REVIEW ‘Looking for Me’ peels layers of the past
SUMMER READING: The staff of The Herald-Sun Books section will share our recommendations for great summer reading all summer long.
“Looking for Me” by Beth Hoffman (Penguin, softcover, $16)
Author Beth Hoffman, whose “Saving CeeCee Honeycutt” was a bestseller, has a new novel out in paperback, “Looking for Me.” It is set in two locations, one quite a bit more famous than the other – rural Kentucky and Charleston, South Carolina. But it is a Kentucky farm that is most vividly depicted, not just for the nearby wilderness but the emotional attachment felt by the main character, Teddi Overman. Teddi leaves home for the coast and a job restoring antiques and furniture and eventually, her own shop. But that’s not what her mother wanted, a woman whose approval Teddi both rejects and seeks. Her mother isn’t the only person drawing her back home. Her brother Josh disappears as a teenager, assumed gone into the wild, but Teddi doesn’t know for sure. As she learns more about her mother’s life, she learns more about herself, her brother and also her father.
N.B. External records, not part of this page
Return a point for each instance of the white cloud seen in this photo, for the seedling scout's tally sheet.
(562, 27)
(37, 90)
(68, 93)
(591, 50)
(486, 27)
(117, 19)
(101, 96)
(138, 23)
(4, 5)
If you are a fan of author Elizabeth Berg, you’ll find Hoffman also draws you into the story as it progresses quietly but significantly. “Looking for Me” is a novel of discovery – of unearthing and polishing memories and repairing relationships as much as that old furniture.
Some of the smaller relationships in the novel are the most pleasing, like Teddi and her colleagues, in particular how she and craftsman Albert become friends. Hoffman shows readers that the older you get, the more you realize your assumptions about family are just that, and even after decades together there can still be something worth unearthing.
The impact of “Looking for Me” is subtle, as you may not realize until later that you’ve become immersed in Teddi’s life, too. Hoffman’s thoughtful prose is worthy of immersion.